Skills Gap Toolkit
ESCO Semantic Database
The ESCO Semantic Database supports semantic search and skills matching within the Companies for Tomorrow (C4T) platform. The system integrates the ESCO dataset into a hybrid database environment combining relational storage and vector-based semantic search capabilities.
- ESCO Dataset Acquisition
The process begins with the ESCO dataset, which contains structured information about:
- Occupations
- Skills
- Relationships between occupations and skills
The complete ESCO database is used as the primary data source. The data are exported in CSV format, ensuring compatibility with the database system and allowing structured import.
- Data Import into MariaDB
The exported ESCO CSV files are imported into MariaDB, where the data are stored in structured tables.
MariaDB serves as a hybrid database system, functioning both as:
- A Relational Database Management System (RDBMS) for structured ESCO data tables
- A Vector Database for storing semantic embeddings
The relational tables maintain the original ESCO structure, including occupations, skills, and their relationships.
- Text Preparation
After importing the data, a text preparation process is performed.
For each ESCO entity (occupation or skill), the following fields are combined:
- Preferred Label
- Description
These fields are merged into a single text representation, which serves as the input for embedding generation.
This step ensures that both the title and semantic description of each entity are included in the vector representation.
- Embeddings Generation
The merged text fields are processed using the embeddinggemma model to generate semantic embeddings.

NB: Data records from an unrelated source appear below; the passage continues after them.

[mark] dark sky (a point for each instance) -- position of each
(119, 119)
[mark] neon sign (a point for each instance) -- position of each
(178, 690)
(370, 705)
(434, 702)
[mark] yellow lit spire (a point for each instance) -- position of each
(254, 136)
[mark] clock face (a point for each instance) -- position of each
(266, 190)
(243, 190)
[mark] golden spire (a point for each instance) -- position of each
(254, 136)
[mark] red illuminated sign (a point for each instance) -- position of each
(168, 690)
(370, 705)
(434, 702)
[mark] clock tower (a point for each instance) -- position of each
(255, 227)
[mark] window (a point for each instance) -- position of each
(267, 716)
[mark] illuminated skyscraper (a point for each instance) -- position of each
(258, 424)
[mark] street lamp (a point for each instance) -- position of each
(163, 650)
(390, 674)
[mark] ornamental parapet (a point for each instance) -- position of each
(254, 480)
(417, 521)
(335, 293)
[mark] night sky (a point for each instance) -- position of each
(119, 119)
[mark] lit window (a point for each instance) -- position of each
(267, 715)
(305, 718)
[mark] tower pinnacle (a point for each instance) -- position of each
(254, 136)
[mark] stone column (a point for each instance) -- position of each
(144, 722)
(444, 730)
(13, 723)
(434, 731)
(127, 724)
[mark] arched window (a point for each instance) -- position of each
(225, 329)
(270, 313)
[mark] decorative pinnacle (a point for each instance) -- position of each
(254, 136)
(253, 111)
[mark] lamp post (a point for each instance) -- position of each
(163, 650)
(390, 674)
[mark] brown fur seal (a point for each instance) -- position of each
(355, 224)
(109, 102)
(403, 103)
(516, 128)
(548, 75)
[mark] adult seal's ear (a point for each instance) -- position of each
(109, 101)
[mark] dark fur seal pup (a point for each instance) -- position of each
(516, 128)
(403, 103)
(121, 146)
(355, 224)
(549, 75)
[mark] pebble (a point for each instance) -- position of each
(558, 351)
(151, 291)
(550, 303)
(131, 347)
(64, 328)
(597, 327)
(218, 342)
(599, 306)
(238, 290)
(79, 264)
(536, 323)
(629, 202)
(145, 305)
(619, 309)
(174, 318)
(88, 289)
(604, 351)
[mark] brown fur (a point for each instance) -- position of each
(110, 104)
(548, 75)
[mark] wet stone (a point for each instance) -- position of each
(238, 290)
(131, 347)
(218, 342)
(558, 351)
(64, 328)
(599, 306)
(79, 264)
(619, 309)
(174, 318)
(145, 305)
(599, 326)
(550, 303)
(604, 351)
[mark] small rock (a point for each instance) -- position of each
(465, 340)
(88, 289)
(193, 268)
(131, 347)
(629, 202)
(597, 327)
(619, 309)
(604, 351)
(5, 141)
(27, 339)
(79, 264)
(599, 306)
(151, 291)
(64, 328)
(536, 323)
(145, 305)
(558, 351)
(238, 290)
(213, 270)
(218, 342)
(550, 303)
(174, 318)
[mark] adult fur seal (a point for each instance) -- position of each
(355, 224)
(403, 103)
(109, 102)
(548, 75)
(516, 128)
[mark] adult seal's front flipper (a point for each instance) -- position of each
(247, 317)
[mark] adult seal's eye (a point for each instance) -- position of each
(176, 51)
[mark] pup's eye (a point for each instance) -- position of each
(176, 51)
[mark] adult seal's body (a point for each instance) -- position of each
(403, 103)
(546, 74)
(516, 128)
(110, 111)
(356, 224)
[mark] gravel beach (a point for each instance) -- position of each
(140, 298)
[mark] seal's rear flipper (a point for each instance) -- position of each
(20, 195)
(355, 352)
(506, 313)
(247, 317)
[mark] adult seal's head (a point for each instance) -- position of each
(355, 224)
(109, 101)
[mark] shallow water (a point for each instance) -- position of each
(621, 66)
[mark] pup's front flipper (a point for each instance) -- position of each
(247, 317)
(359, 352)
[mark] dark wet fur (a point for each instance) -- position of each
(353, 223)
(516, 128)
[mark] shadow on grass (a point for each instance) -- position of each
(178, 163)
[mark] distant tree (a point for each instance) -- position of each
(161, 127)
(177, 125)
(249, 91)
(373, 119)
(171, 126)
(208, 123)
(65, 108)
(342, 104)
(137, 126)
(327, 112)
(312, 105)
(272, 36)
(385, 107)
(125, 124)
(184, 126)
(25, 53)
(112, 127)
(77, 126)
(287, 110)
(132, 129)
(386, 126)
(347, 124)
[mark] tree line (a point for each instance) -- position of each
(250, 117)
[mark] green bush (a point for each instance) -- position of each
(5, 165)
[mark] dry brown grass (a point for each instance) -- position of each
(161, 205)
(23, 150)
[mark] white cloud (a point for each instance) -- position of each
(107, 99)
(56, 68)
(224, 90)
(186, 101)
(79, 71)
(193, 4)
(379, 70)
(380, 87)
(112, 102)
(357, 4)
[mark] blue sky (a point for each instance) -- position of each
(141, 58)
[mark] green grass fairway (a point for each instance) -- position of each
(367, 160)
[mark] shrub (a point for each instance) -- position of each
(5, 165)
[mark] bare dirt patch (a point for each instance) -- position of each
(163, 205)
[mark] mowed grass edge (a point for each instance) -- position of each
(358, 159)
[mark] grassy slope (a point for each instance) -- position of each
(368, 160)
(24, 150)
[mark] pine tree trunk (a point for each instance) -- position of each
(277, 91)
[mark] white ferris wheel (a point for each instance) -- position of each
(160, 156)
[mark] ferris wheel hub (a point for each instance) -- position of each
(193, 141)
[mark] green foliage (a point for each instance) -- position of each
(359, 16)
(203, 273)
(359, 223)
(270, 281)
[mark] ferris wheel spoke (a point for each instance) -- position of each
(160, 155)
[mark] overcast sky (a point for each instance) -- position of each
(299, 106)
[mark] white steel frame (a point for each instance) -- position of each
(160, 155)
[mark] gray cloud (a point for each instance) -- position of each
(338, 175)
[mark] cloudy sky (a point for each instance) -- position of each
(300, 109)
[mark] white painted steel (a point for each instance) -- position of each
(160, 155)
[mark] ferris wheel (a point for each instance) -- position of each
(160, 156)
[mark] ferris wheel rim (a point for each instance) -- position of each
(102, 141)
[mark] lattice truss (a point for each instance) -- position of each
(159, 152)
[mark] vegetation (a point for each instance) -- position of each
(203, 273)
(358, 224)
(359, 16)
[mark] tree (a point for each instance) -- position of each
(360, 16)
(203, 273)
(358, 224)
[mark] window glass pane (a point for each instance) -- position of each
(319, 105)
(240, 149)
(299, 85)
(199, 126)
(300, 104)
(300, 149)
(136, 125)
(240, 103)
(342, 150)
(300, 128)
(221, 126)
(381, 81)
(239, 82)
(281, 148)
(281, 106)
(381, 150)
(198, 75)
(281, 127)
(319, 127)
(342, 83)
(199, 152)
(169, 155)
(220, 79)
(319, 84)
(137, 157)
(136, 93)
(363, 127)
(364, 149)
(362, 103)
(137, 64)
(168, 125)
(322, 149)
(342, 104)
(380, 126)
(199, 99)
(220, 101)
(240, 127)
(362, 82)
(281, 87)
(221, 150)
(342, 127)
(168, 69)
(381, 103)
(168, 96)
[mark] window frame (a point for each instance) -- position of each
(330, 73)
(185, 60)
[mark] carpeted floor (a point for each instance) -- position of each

Key characteristics of this step:
- Each occupation and skill is converted into a numerical vector representation
- The embeddings capture semantic meaning and conceptual similarity
- The same embedding model must be consistently used
- Changing the embedding model requires regeneration of all embeddings
The embeddings enable semantic comparison between skills and occupations.
- Relational and Vector Storage
The system stores the processed data in two complementary forms:
Relational Database Storage
The original ESCO data are stored in relational tables, including:
- Occupation tables
- Skills tables
- Relationship tables
This supports structured queries and filtering operations.
Vector Database Storage
The generated embeddings are stored in MariaDB using the vector data type supported by recent MariaDB versions.
This allows MariaDB to operate as a Vector Database, enabling efficient vector similarity calculations.
- MariaDB Hybrid Vector Database
MariaDB operates as a combined relational and vector database, where:
- Structured ESCO data support traditional database queries
- Vector embeddings support semantic similarity queries
This hybrid architecture enables both structured and semantic access to skills and occupations data.
- Semantic Search Engine
The stored embeddings are used by the Semantic Search Engine.
The search engine performs similarity search, allowing the system to identify conceptually related skills and occupations even when exact keywords do not match.
This enables:
- Concept-based skill matching
- Occupation similarity detection
- Intelligent recommendations
- Skills Passport functionality
- Skills Gap analysis
- Similarity Search (Concept-Based Matching)
The final stage of the process is semantic similarity search, where:
- Query text is converted into embeddings
- Vector similarity calculations are performed
- The most relevant occupations or skills are identified
This produces concept-based matching results, allowing users to discover relevant skills and occupations based on meaning rather than exact wording.